Question

How to iterate over rows of pyranges object

1

Entering edit mode

3.1 years ago

Alex Reynolds 35k

I'd like to apply a pyranges function on each row of a pyranges object. I then return a row that contains that region, and another region (a so-called "hit") which meets the criteria, whatever that is.

For example, I start with a pyranges object called A, read in from a BED file called A.bed:

A = pyranges.read_bed("A.bed")

I merge it to another object called M.

M = A.merge()

I'd like to run/apply a function on each row of M, which intersects back with A.

For instance, I want to get the maximum-scoring interval in A, among those intervals in A which fall in a merged row in M. (Intervals in A are disjoint.)

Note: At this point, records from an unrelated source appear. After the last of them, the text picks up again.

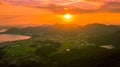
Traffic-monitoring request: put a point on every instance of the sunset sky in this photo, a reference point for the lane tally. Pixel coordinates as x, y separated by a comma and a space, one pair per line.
38, 12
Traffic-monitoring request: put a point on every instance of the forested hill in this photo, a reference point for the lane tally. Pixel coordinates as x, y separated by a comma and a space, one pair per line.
66, 29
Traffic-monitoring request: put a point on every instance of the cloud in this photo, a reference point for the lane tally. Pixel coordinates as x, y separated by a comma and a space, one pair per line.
72, 6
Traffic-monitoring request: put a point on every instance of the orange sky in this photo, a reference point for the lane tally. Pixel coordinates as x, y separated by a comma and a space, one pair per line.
19, 15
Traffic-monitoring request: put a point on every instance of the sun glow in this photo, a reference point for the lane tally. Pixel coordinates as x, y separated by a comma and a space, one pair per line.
67, 16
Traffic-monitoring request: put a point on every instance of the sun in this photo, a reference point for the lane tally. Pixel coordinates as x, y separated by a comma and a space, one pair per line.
67, 16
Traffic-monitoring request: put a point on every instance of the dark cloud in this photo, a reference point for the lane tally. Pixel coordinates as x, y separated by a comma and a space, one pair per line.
111, 7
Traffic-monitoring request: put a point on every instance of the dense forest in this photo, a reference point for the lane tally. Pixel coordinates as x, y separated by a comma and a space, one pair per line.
63, 45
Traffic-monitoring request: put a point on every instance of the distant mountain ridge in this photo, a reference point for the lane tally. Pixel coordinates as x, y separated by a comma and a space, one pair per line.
67, 29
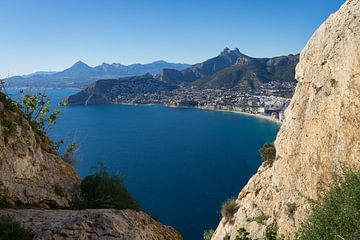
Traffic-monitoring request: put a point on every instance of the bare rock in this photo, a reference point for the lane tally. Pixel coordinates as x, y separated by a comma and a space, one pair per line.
91, 224
320, 134
31, 171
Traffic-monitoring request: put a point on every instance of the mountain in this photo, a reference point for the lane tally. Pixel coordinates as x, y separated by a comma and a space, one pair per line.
319, 138
108, 91
251, 73
81, 75
225, 59
230, 70
37, 188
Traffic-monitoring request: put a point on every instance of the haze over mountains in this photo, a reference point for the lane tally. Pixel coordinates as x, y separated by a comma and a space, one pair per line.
230, 70
80, 74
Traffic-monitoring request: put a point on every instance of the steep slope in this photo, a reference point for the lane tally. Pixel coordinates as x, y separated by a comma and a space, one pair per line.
91, 224
30, 168
225, 59
320, 134
80, 74
106, 91
250, 73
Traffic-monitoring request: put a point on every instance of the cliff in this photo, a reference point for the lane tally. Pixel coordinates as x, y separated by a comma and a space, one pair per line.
91, 224
320, 134
31, 170
34, 179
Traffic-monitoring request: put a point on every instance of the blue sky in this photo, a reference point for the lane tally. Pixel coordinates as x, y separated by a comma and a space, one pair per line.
52, 35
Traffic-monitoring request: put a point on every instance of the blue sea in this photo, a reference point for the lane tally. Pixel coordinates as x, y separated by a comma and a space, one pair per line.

Here is one approach I tried, which is very slow:

#!/usr/bin/env python

import sys
import pyranges as pr
import pandas as pd
import numpy as np

in_fn = sys.argv[1]

bed_data = pr.read_bed(in_fn)
bed_merged = bed_data.merge()

def max_scoring_element_over_merged_elements(df):
    new_df = pd.DataFrame()
    for i in range(len(df)):
        pd_row = pd.DataFrame(df.iloc[i]).T.reset_index(drop=True)
        pr_row = pr.from_dict(pd_row)
        candidates = bed_data.intersect(pr_row)
        max_score = np.max(candidates.Score)
        hit = candidates[(candidates.Score == max_score)].head(1) # grab one row, in case of ties
        hit.df.columns = ["Hit{}".format(x) for x in hit.df.columns]
        pd_row = pd.concat([pd_row, hit.df], axis=1)
        new_df = new_df.append(pd_row)
    return new_df

res = bed_merged.apply(max_scoring_element_over_merged_elements)
print(res)

This works on small files, but on anything like a typical input, this takes a very long time to run.

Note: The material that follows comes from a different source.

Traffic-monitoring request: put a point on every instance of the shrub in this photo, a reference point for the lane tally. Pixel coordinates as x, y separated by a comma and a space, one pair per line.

Using bedmap/bedops, for instance, this literally takes a fraction of a second to run on the command line:

$ bedmap --echo --max-element <(bedops --merge A.bed) A.bed > answer.bed

But the Python script above is using 100% CPU and takes at least longer than ten minutes (at which point I canceled it).

Is there a Pythonic/pyrange-ic/idiomatic way to efficiently do per-row operations with pyranges? Thanks!

pyranges • 2.6k views

ADD COMMENT • link updated 2.1 years ago by markfilan ▴ 10 • written 3.1 years ago by Alex Reynolds 35k

score 2 · Answer 1 · 2021-03-28

2

Entering edit mode

3.1 years ago

Alex Reynolds 35k

I think I found a better way to do this operation:

#!/usr/bin/env python

import sys
import pyranges as pr

in_fn = sys.argv[1]
out_fn = sys.argv[2]

bed_data = pr.read_bed(in_fn)
bed_merged = bed_data.merge()
join_merged_to_all = bed_merged.join(bed_data)

def max_scoring_element(df):
    return df \
        .sort_values('Score', ascending=False) \
        .drop_duplicates(['Chromosome', 'Start', 'End', 'Strand'], keep='first') \
        .sort_index() \
        .reset_index(drop=True)

# res is a pyranges object
res = join_merged_to_all.apply(max_scoring_element)

# res.df is a pandas dataframe
res.df.to_csv(out_fn, sep='\t', index=False)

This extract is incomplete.